In its IPO filing, the company admitted that projects like these “may not generate meaningful revenue or cash flow” and “may be unable to achieve profitability for the foreseeable future.” And in Softbank’s earnings call Wednesday, Son stated that the company would like to “terminate” such noncore, unprofitable businesses.

Even WeWork’s core business has raised doubts. In New York, WeWork is the city’s largest office tenant with nearly 9 million square feet of office space. And yet the company continues to swallow up real estate. Dock 72, a new building in the Brooklyn Navy Yards, opened two weeks ago. A New York Times reporter who visited the space observed that it’s far from full, and raised questions about whether or not the company would be able to turn a profit on the 220,000 square feet of space.

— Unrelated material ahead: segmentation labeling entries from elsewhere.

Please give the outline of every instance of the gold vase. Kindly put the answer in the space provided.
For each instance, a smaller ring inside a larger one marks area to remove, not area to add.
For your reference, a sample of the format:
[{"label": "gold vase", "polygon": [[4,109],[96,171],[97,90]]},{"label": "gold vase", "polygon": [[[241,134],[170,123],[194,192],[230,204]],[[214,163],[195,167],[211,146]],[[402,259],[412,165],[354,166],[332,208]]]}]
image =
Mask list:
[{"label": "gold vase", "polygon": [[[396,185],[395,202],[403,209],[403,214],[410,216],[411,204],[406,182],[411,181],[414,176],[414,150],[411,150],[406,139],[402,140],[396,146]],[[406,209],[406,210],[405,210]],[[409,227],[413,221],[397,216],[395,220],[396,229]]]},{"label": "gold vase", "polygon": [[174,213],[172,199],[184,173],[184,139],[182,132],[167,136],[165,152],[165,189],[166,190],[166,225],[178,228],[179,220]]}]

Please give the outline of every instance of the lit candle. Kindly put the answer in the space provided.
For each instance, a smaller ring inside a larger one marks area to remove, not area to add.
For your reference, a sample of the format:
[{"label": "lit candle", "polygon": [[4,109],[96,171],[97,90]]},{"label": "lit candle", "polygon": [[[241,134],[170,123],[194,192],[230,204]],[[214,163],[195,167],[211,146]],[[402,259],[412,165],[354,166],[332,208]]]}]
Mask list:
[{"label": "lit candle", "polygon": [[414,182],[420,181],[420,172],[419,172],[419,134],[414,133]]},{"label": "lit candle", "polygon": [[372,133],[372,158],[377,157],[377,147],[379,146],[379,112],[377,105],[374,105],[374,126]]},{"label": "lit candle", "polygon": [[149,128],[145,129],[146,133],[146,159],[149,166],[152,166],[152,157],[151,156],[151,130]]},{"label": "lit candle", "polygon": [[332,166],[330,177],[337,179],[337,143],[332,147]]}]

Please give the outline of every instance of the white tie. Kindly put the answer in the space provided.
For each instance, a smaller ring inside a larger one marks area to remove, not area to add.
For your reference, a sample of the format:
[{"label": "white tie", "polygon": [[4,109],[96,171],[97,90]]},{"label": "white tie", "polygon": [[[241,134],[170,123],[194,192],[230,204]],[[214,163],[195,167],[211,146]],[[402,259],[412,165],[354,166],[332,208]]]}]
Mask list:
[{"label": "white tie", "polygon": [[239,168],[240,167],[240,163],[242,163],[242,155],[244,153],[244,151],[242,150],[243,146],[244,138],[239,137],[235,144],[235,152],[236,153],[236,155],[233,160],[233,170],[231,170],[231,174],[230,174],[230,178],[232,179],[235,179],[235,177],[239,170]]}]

Son compared WeWork’s newer, emptier office spaces to, of all things, unripe apples. “Green apples will turn,” he said. “Actually, the color indicates the opposite, but green apple will be in red, and a better and tasteful apple will come to us.” Translation: The new offices may be losing WeWork money now, but the company is betting that eventually those spaces will fill up and start bringing in money.

Whether those new investments pan out will be a concern for the company’s new CEO and its investors—but not for the startup employees at the new Food Labs. If the Food Labs program implodes, they’ll just find another place to house their growing businesses. As they milled about the opening event sampling dried seaweed snacks and shaking each others hands, none of these questions hung in the air. WeWork’s existential threats were somewhere far, far away.